Syria Geneva 2 talks
Syria's Foreign Minister Walid al-Moualem awaits the peace talks in Montreux Reuters

Despite the rancour between the delegates of the Syrian regime and the opposition bloc at the international peace conference in the lakeside Swiss city of Montreux, UN officials have expressed confidence that the two sides may be ready for further talks to end the conflict.

"We have had some fairly clear indications that the parties are willing to discuss issues of access to needy people, the liberation of prisoners and local ceasefires," UN special envoy Lakhdar Brahimi told reporters following the first day of the Syria peace conference.

Syrian Foreign Minister Walid al-Moualem made harsh remarks which took the western delegates by surprise and were also sharply rebutted by UN chief Ban Ki-moon.

Brahimi is to hold separate talks with representatives of the Bashar al-Assad regime and his opponents in a bid to assess the situation.

The two sides are to take part in the talks in Geneva set for Friday (24 January), which are expected to last for a week.

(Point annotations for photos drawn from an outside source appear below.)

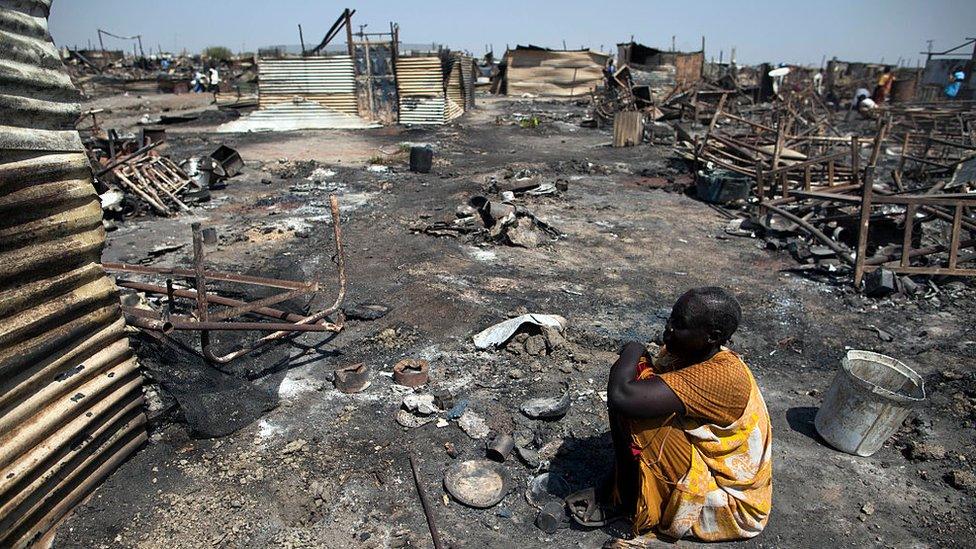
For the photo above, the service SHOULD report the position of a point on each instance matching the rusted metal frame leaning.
(221, 300)
(208, 350)
(205, 323)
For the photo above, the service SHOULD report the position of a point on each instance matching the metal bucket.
(867, 401)
(722, 186)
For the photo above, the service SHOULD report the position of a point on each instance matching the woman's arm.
(629, 397)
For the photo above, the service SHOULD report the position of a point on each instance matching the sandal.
(586, 510)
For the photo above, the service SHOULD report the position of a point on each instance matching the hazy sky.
(761, 30)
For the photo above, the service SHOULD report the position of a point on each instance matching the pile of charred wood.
(884, 200)
(154, 180)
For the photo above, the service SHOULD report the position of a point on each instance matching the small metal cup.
(500, 448)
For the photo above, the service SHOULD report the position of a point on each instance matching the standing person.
(955, 84)
(197, 82)
(860, 96)
(883, 88)
(690, 430)
(214, 80)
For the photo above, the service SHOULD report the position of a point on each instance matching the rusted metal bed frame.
(205, 321)
(935, 204)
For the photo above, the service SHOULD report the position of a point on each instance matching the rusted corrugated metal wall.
(70, 392)
(329, 81)
(454, 87)
(420, 86)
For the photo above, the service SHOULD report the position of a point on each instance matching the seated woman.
(690, 430)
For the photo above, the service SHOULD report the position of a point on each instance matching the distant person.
(818, 83)
(860, 95)
(608, 72)
(883, 88)
(197, 84)
(955, 84)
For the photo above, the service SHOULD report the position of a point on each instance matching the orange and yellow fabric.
(707, 474)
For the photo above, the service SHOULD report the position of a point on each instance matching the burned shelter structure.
(550, 73)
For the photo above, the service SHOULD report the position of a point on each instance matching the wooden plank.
(862, 235)
(954, 242)
(906, 242)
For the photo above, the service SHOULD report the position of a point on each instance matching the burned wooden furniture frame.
(205, 321)
(951, 208)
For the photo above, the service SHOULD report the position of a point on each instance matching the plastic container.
(867, 401)
(421, 159)
(722, 186)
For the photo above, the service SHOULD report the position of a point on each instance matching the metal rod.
(434, 535)
(213, 275)
(209, 353)
(146, 321)
(216, 299)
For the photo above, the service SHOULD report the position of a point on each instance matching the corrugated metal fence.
(70, 392)
(329, 81)
(420, 86)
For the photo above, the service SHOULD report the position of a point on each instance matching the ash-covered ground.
(308, 466)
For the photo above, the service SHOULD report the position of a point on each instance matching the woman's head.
(701, 321)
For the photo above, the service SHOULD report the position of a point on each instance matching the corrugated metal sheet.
(468, 79)
(420, 77)
(70, 392)
(420, 85)
(298, 115)
(330, 81)
(454, 107)
(421, 110)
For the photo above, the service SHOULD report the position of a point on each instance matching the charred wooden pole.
(434, 535)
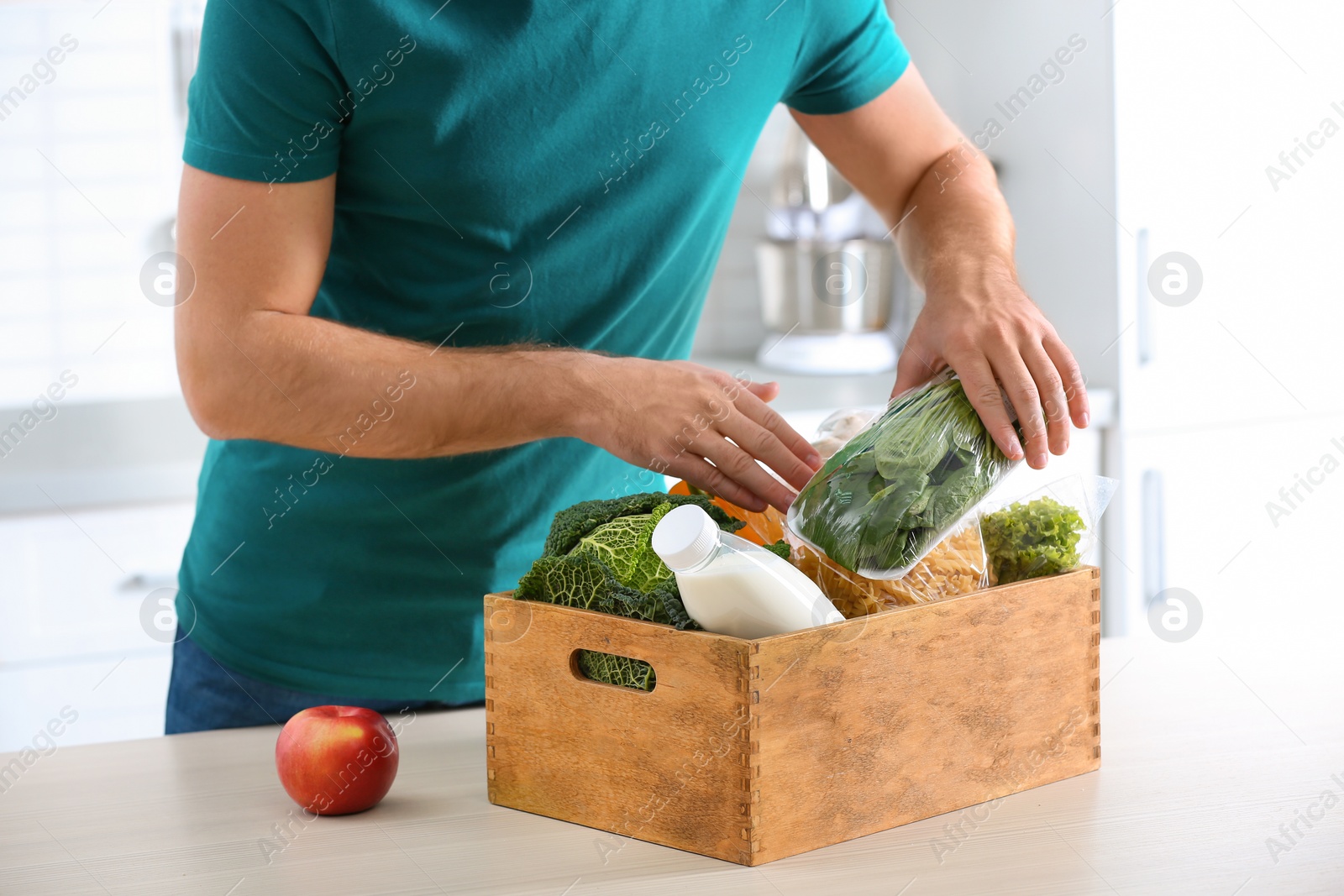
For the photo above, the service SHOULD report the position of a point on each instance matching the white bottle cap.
(685, 537)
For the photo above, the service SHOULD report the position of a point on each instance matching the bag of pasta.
(902, 485)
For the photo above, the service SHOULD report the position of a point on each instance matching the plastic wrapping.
(902, 485)
(1046, 531)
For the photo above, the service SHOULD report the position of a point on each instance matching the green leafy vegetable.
(1035, 539)
(886, 497)
(598, 557)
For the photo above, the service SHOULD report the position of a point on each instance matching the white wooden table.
(1207, 748)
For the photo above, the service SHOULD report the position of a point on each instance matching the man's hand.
(698, 423)
(985, 328)
(956, 237)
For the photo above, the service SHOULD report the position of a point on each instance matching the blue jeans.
(203, 696)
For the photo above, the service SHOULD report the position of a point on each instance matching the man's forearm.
(315, 383)
(956, 224)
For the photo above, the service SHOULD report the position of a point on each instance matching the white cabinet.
(1230, 149)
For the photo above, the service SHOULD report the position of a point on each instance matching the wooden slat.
(757, 750)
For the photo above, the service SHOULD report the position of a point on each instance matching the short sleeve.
(850, 55)
(266, 97)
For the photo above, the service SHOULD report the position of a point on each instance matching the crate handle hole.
(613, 671)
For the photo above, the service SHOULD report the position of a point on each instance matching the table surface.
(1207, 748)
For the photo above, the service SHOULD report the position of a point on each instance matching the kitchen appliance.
(833, 295)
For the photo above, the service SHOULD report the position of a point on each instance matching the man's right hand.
(696, 423)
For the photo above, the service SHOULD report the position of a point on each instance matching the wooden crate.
(757, 750)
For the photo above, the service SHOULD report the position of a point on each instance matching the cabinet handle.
(1153, 535)
(1142, 304)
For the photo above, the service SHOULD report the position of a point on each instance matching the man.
(445, 257)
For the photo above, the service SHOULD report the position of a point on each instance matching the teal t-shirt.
(507, 170)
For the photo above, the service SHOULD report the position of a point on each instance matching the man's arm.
(253, 364)
(956, 237)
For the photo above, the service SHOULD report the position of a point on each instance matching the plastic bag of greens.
(1046, 531)
(902, 484)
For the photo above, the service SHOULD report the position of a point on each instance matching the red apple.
(333, 761)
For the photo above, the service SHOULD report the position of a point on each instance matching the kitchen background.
(1205, 128)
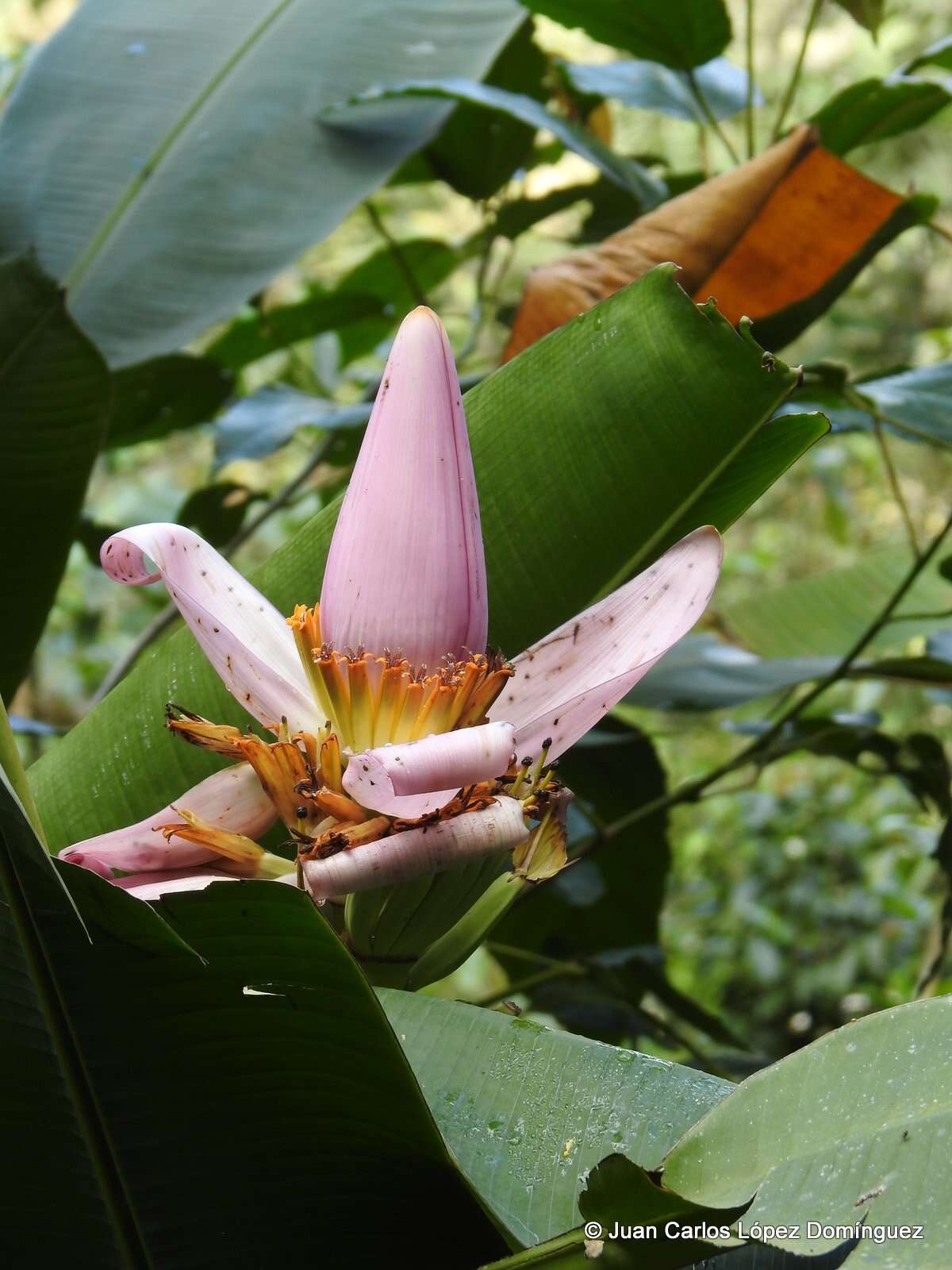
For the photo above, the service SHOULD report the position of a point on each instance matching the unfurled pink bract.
(404, 746)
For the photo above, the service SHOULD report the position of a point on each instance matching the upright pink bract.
(406, 568)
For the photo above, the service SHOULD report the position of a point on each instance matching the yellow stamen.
(306, 625)
(281, 768)
(436, 711)
(543, 854)
(340, 806)
(215, 837)
(365, 683)
(393, 685)
(346, 838)
(484, 696)
(332, 768)
(333, 671)
(220, 738)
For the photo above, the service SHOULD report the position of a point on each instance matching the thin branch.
(795, 78)
(749, 103)
(711, 120)
(564, 971)
(892, 475)
(397, 253)
(168, 615)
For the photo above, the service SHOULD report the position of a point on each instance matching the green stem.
(710, 116)
(397, 253)
(526, 956)
(691, 791)
(13, 766)
(892, 475)
(795, 78)
(749, 105)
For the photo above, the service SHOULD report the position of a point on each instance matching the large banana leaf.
(593, 451)
(213, 1085)
(527, 1111)
(55, 398)
(824, 615)
(167, 159)
(850, 1130)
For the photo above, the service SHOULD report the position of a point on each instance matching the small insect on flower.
(395, 730)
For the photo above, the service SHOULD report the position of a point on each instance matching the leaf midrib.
(113, 217)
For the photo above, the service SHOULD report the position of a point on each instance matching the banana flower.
(400, 747)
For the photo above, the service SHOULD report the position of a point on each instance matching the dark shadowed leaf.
(476, 152)
(131, 1032)
(824, 615)
(651, 87)
(168, 162)
(266, 421)
(374, 114)
(217, 511)
(704, 673)
(916, 404)
(384, 276)
(936, 55)
(877, 108)
(254, 334)
(55, 398)
(168, 393)
(679, 33)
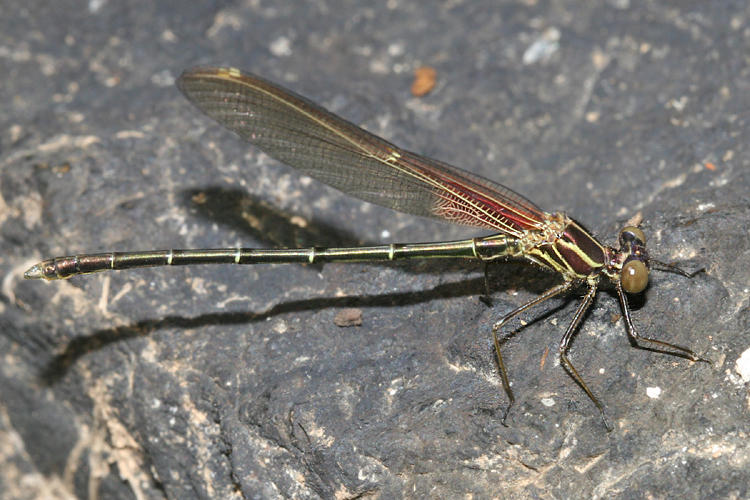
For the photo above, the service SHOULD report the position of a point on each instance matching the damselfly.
(301, 134)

However, it is still unclear whether representatives from both sides are even ready to sit in the same room, such is the level of bitterness between them.

Syria Geneva 2 talks
Senior Syrian opposition member Haitham al-Maleh sits alone during the second session of the Geneva-2 peace conference in Montreux Reuters

"We have no illusion that it is going to be easy, but we are going to try very hard," said Brahimi.

Playing down the hostility between the two camps, Russia's Foreign Minister Sergei Lavrov said: "As expected, the sides came up with rather emotional statements, they blamed one another. For the first time in three years of the bloody conflict ... the sides - for all their accusations - agreed to sit down at the negotiating table."

Although no breakthrough is expected at the talks, the two sides could agree on cessation of hostilities in some pockets to enable delivery of humanitarian aid and prisoner swaps. Even this hinges on the talks not collapsing over any serious disagreement.

"Enough is enough. The time has come to negotiate. We have a difficult road ahead, but it can be done and it must be done. We did not expect instant breakthroughs. No-one underestimated the difficulties," said the UN secretary-general.